Too hilarious:
Engineers in the past week have huddled over blueprints in an underground complex that also can serve as a safe haven for visiting presidents in the event of an emergency and as a lookout point for government agents monitoring terrorist activity. (Denver Post)
The underground complex is in wing off the Glenwood Canyon Tunnel section of Interstate-70 in Colorado. And the engineers are huddling there because it’s caving in:
A crack in concrete above the main Glenwood Canyon tunnel on Interstate 70 is growing wider and worse than expected and will force multimillion-dollar repairs while the tunnel is closed all summer.
[snip]
The troublesome crack is above the eastbound lanes of the Hanging Lake Tunnel. It is in the ceiling of an empty wing of the five-story traffic-management center, which serves as the brains for a highway equipped with zoom video cameras, seismic sensors, pavement temperature sensors and satellite weather monitors.
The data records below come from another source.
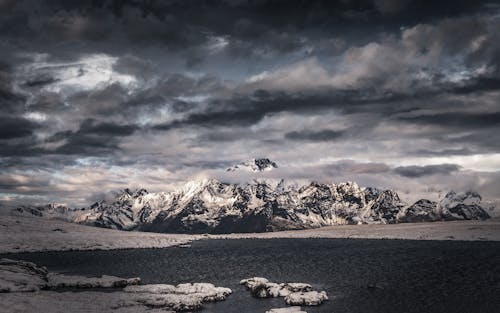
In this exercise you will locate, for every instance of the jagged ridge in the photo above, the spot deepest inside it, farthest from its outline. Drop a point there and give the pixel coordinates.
(210, 206)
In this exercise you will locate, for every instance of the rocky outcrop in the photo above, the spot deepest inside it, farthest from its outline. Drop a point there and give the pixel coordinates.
(293, 293)
(19, 276)
(211, 206)
(254, 165)
(454, 206)
(291, 309)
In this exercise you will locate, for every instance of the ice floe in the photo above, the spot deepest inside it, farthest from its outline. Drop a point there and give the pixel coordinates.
(294, 293)
(291, 309)
(19, 277)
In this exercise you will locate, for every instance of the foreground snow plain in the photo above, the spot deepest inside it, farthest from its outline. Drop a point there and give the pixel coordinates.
(26, 287)
(30, 234)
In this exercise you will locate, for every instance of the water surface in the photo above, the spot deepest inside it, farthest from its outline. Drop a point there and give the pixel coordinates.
(365, 276)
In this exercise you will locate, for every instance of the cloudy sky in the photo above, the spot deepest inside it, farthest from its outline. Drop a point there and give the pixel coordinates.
(101, 95)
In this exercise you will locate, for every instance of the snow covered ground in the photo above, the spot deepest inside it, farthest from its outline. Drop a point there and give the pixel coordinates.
(21, 234)
(26, 234)
(456, 230)
(26, 287)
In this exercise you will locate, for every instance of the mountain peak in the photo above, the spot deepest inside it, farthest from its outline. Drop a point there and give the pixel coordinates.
(255, 165)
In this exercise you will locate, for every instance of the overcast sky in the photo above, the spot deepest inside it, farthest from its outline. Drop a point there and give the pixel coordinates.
(101, 95)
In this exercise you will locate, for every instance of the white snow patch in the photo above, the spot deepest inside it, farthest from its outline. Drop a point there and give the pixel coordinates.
(294, 293)
(292, 309)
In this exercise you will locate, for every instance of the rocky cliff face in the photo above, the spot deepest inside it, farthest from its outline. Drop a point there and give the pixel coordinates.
(210, 206)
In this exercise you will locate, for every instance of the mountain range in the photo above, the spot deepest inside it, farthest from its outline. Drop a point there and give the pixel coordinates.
(211, 206)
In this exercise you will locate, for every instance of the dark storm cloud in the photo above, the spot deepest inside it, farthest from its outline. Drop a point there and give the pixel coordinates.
(445, 152)
(187, 86)
(16, 127)
(457, 120)
(312, 135)
(93, 138)
(419, 171)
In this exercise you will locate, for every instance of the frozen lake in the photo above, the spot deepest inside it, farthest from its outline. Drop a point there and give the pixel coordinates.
(359, 275)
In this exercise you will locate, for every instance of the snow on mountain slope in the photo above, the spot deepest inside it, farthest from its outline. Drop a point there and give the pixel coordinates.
(254, 165)
(211, 206)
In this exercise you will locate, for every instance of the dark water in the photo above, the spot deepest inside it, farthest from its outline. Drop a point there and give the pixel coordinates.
(365, 276)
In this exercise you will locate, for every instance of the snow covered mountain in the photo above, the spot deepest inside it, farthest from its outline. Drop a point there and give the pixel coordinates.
(254, 165)
(211, 206)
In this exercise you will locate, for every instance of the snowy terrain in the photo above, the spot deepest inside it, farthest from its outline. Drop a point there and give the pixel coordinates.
(21, 234)
(25, 287)
(211, 206)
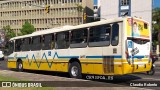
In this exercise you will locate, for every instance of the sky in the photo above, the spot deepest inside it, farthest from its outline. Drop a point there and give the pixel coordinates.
(156, 3)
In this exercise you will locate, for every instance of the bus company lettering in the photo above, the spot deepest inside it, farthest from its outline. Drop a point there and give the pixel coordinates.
(143, 84)
(135, 51)
(25, 84)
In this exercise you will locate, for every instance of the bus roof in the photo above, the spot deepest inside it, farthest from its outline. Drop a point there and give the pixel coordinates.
(69, 27)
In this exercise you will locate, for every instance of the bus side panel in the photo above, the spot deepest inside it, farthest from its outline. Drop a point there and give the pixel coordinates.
(11, 63)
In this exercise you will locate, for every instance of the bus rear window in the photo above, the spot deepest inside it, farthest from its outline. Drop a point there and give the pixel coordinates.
(140, 41)
(145, 26)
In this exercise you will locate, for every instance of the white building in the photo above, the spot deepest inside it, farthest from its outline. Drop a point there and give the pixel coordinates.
(117, 8)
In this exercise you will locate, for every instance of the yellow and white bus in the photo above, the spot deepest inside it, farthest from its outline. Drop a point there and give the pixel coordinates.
(108, 47)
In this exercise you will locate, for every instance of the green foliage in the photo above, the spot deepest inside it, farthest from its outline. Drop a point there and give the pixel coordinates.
(27, 28)
(156, 25)
(79, 8)
(9, 32)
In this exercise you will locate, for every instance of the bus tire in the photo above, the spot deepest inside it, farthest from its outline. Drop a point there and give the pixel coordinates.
(19, 66)
(75, 70)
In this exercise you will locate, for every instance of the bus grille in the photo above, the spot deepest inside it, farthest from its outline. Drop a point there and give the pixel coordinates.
(108, 65)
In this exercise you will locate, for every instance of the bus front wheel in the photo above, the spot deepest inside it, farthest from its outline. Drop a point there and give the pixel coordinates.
(19, 66)
(75, 70)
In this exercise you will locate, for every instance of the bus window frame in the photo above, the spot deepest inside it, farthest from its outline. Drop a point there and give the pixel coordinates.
(80, 44)
(117, 36)
(101, 43)
(57, 43)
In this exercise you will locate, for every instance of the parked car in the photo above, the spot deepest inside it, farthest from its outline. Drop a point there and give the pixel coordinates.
(1, 56)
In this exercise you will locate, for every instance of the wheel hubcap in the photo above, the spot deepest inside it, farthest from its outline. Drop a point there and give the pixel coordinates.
(74, 71)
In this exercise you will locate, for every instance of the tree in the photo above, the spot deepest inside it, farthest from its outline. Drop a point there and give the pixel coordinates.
(156, 25)
(27, 28)
(9, 32)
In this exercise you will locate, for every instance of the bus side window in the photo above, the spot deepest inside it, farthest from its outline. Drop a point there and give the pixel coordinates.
(79, 38)
(11, 47)
(62, 40)
(115, 34)
(99, 35)
(18, 45)
(48, 42)
(36, 45)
But all those gizmos and the banks of computers that made Glenwood Canyon a model “smart highway” for other road-building projects couldn’t outsmart a crack in the highway’s nerve center.
The crack first was noticed in July during a routine maintenance inspection and has been monitored and measured every two weeks. In February, it began leaking water and widening.
Colorado Department of Transportation officials began putting funding into place, knowing a repair would be necessary. Several weeks ago, the crack widened more – it is now 70 feet long, 4 1/2 feet deep and 1 1/2 inches wide – and that set off a flurry of action.
[snip]
Engineers also have been getting helicopter views of the damaged area and the cliffs that dropped minivan-sized rocks onto the underground building, causing the crack.
If I promise not to tell anyone, can we make this Vice-President Cheney’s “undisclosed location”? Please?